With the new editions of one of America's greatest writer's two most famous works, censorship infringes upon the freedom of speech rights that Mark Twain fought so vehemently for in his lifetime.
Apparently, with the Amendments to the Constitution, Americans have the freedom of speech until we die, at which time someone else can deem something you've written to be inappropriate, and since you cannot defend yourself, that someone can then censor the text.
This is the alarming reality that is thrust upon the new year in the US. NPR has just today released an Associated Press article (NPR.org) on the calamity that NewSouth Books, and Mark Twain scholar Alan Gribben, are bringing about in Alabama. It seems that no one in America is mature enough to read The Adventures of Huckleberry Finn or The Adventures of Tom Sawyer that Mark Twain originally wrote.

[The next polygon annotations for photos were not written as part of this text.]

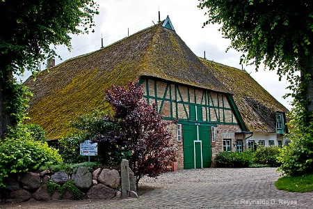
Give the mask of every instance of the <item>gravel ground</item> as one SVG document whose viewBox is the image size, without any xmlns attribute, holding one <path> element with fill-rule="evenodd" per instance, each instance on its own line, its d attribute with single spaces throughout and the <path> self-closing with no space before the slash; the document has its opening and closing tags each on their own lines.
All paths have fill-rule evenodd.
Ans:
<svg viewBox="0 0 313 209">
<path fill-rule="evenodd" d="M 278 190 L 274 183 L 279 176 L 276 168 L 181 170 L 143 177 L 139 199 L 30 201 L 0 208 L 312 208 L 313 192 Z"/>
<path fill-rule="evenodd" d="M 139 183 L 143 186 L 161 187 L 164 185 L 175 183 L 190 182 L 243 182 L 248 180 L 275 181 L 280 173 L 276 168 L 222 169 L 209 168 L 202 169 L 180 170 L 165 173 L 156 178 L 144 176 Z M 223 174 L 223 175 L 222 175 Z"/>
</svg>

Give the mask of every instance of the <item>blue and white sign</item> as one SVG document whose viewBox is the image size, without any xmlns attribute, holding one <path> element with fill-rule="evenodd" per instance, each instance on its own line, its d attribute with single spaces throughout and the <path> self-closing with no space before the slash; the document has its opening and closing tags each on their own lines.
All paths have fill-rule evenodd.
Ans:
<svg viewBox="0 0 313 209">
<path fill-rule="evenodd" d="M 81 155 L 90 156 L 98 155 L 98 144 L 93 143 L 91 140 L 86 140 L 81 144 Z"/>
</svg>

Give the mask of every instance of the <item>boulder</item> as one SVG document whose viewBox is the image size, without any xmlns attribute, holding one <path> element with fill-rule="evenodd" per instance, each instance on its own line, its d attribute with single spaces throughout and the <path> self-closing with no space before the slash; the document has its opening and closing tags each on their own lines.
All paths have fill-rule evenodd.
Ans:
<svg viewBox="0 0 313 209">
<path fill-rule="evenodd" d="M 74 182 L 79 189 L 89 189 L 93 186 L 93 176 L 86 167 L 80 167 L 77 169 Z"/>
<path fill-rule="evenodd" d="M 98 180 L 98 176 L 99 176 L 99 175 L 100 175 L 100 173 L 101 173 L 101 169 L 100 168 L 97 168 L 97 169 L 93 171 L 93 179 Z"/>
<path fill-rule="evenodd" d="M 92 199 L 111 199 L 115 196 L 115 191 L 103 184 L 97 184 L 89 189 L 87 196 Z"/>
<path fill-rule="evenodd" d="M 67 182 L 69 178 L 67 173 L 63 171 L 58 171 L 51 176 L 51 179 L 57 184 L 63 184 Z"/>
<path fill-rule="evenodd" d="M 39 187 L 36 192 L 33 194 L 33 198 L 37 201 L 49 201 L 51 198 L 49 194 L 47 185 Z"/>
<path fill-rule="evenodd" d="M 12 202 L 24 202 L 29 201 L 31 198 L 31 193 L 25 189 L 21 189 L 10 192 L 8 195 L 10 200 Z"/>
<path fill-rule="evenodd" d="M 95 185 L 98 184 L 98 181 L 95 179 L 93 179 L 93 185 Z"/>
<path fill-rule="evenodd" d="M 115 189 L 120 186 L 120 176 L 116 170 L 104 169 L 98 176 L 98 180 L 111 188 Z"/>
<path fill-rule="evenodd" d="M 42 178 L 42 179 L 41 180 L 41 182 L 42 183 L 47 183 L 49 180 L 50 180 L 50 176 L 45 176 L 43 178 Z"/>
<path fill-rule="evenodd" d="M 40 186 L 40 176 L 38 173 L 26 172 L 19 180 L 24 189 L 37 189 Z"/>
</svg>

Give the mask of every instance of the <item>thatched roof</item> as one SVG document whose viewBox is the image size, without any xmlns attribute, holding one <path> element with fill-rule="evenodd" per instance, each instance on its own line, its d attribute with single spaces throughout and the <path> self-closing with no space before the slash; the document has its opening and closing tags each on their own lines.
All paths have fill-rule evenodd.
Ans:
<svg viewBox="0 0 313 209">
<path fill-rule="evenodd" d="M 104 91 L 111 84 L 125 86 L 142 76 L 231 93 L 164 23 L 43 70 L 35 82 L 27 79 L 34 94 L 29 123 L 40 125 L 50 139 L 63 137 L 76 116 L 108 107 Z"/>
<path fill-rule="evenodd" d="M 214 75 L 234 93 L 234 100 L 250 131 L 275 132 L 275 114 L 288 109 L 245 70 L 200 59 Z"/>
</svg>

The Adventures of Huckleberry Finn is the fourth most banned book in the US, despite the fact many of the terms that cause it to be deemed inappropriate, were in fact used in a politically correct sense for the time, and it was published in 1885. In the spirit of Mark Twain I say FUCK political correctness altogether. The reality is this: the story has Huck Finn, a young boy, as its protagonist in a world where "nigger" would have been said more than the 219 times that it appears throughout the work. Twain depicts a real world that his young male adventures in, and he does not sugarcoat one of America's greatest works of fiction.

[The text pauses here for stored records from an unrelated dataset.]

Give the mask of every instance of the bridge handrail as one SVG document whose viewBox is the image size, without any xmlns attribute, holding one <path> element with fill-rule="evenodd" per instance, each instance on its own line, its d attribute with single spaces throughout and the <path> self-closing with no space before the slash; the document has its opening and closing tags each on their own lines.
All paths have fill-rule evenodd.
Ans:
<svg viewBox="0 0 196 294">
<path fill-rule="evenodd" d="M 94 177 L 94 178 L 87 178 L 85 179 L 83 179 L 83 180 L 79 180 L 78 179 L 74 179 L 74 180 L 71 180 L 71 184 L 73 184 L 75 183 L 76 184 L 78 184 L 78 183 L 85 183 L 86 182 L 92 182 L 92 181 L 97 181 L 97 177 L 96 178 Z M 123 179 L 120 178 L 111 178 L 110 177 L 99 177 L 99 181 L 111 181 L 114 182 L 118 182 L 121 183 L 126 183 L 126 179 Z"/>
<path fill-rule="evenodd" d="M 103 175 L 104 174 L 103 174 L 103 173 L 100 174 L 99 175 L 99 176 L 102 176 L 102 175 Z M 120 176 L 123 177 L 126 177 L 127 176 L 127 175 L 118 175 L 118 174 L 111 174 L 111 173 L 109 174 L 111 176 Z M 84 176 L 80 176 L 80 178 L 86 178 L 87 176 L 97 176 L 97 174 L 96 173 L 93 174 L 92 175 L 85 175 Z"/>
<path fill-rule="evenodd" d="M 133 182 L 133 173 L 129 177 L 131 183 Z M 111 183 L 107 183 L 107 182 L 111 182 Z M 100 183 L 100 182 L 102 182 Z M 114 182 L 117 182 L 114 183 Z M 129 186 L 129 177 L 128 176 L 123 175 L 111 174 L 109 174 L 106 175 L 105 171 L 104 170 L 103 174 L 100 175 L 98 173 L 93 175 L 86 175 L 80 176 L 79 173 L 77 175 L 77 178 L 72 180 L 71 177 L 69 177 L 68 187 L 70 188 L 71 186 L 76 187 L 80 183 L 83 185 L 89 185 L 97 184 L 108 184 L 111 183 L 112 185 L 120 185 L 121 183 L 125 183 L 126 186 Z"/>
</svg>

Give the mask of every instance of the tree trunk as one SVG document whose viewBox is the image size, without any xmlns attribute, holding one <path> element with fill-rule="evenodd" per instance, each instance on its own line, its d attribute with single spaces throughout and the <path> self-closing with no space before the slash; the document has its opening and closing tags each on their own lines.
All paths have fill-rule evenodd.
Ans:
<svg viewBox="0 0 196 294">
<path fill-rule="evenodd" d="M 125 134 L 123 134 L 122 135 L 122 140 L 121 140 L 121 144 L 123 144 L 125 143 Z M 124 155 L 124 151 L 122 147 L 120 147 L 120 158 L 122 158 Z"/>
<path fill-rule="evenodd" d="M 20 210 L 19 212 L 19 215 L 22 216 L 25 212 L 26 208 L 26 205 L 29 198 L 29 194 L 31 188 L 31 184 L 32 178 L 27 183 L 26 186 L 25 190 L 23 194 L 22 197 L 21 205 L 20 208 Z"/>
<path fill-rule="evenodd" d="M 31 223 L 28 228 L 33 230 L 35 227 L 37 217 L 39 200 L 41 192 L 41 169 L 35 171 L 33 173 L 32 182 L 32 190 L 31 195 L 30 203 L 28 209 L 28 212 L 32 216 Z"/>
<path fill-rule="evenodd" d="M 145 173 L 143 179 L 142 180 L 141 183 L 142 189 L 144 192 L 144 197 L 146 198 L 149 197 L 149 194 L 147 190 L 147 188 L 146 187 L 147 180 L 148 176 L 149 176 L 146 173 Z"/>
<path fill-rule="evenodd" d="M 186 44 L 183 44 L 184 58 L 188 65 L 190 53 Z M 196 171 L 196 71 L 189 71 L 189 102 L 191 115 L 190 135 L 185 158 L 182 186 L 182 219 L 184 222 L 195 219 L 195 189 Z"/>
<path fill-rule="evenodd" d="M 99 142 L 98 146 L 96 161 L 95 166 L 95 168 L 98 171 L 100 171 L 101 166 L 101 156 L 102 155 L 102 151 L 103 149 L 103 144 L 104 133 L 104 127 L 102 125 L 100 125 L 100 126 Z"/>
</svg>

The reality that characters of slaves, such as the escaped "Jim", or characters of Native Americans, such as "Injun Joe" should be censored to children of any age over six is absurd. Why can a historical book of fiction, that correctly depicts a world that the protagonist lived in over a hundred and twenty plus years ago, not be realized as a historically accurate account of fiction by students in middle schools and high schools? Are Americans too stupid to be explained that the term "nigger" that is used by Mark Twain was by no means meant to be derogatory in any way? Did not Mark Twain seek to bring about sympathy for our African American brothers and sisters (and far ahead of his time I might add)? Would our young students still be offended if the historical works were explained to them from the onset?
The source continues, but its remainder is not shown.